Positions des associations françaises de solidarité internationale et de protection de l’environnement

Publié le 11.09.2003| Mis à jour le 08.12.2021

C’est peu dire que les associations françaises de solidarité internationale et de protection de l’environnement sont mal à l’aise face au processus de négociation qui se déroule dans le cadre de l’OMC.


La prééminence des mécanismes de marché et du libre-échange de biens, de services et de capitaux sur toute autre préoccupation, qui est l’essence de l’OMC, est portée par chacun des accords qui s’y réfèrent… Et pour éviter toute hésitation ou retour en arrière, s’imposent à la fois une absence d’évaluation des impacts des étapes antérieures de libéralisation et un incroyable principe d’irréversibilité ! L’agenda de Doha n’est pas celui du développement, et encore moins du développement durable.

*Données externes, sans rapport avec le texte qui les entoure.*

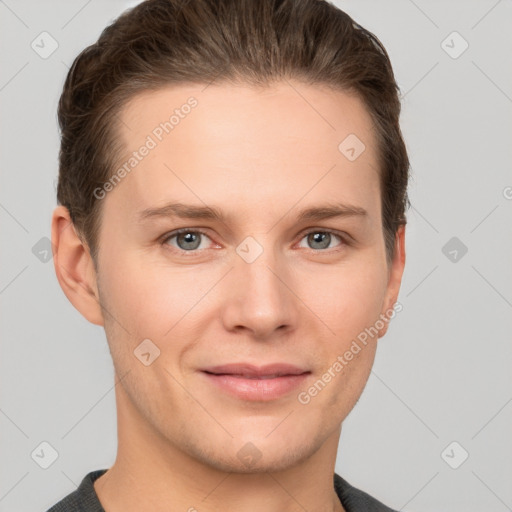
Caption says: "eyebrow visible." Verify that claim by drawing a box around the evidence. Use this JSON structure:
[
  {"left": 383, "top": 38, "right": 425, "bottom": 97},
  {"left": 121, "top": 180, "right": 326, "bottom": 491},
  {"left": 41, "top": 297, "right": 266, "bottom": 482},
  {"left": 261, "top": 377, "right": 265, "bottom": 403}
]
[{"left": 137, "top": 202, "right": 368, "bottom": 223}]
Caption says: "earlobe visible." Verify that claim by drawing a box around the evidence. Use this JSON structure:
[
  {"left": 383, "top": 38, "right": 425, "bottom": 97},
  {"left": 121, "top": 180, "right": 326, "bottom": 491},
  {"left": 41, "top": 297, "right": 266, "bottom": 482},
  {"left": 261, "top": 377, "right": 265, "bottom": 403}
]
[
  {"left": 379, "top": 225, "right": 405, "bottom": 338},
  {"left": 52, "top": 206, "right": 104, "bottom": 325}
]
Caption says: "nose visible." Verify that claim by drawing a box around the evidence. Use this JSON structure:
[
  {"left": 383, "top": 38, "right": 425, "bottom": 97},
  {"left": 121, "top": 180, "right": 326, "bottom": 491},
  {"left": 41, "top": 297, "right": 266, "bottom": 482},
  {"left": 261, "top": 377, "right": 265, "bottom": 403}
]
[{"left": 222, "top": 243, "right": 300, "bottom": 340}]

Les Associations françaises ont d’autant plus de doutes des bienfaits du tout commercial, qu’elles côtoient chaque jour aux quatre coins du monde des familles, des communautés et des peuples entraînés dans des spirales de la pauvreté, qu’elles travaillent dans des territoires en voie de marginalisation et qu’elles observent la dramatique dégradation des ressources naturelles. Il nous est difficile de ne pas lier ces situations concrètes aux évolutions des règles du jeu qui se négocient au niveau international. La moindre des choses serait de reconnaître que tout le monde n’est pas gagnant à ce jeu du libre-échange généralisé !

Nous demandons :

• La reconnaissance de la prééminence des droits universels et des principes de durabilité sur le commerce.

• La réalisation d’évaluations indépendantes et participatives des impacts sociaux et environnementaux des différents accords. En effet, nous voulons savoir : qui gagne et qui perd dans ces processus de libéralisation ? Où et dans quelles conditions ces processus peuvent à la fois développer le commerce international et produire de la richesse, du progrès social et de la préservation environnementale ?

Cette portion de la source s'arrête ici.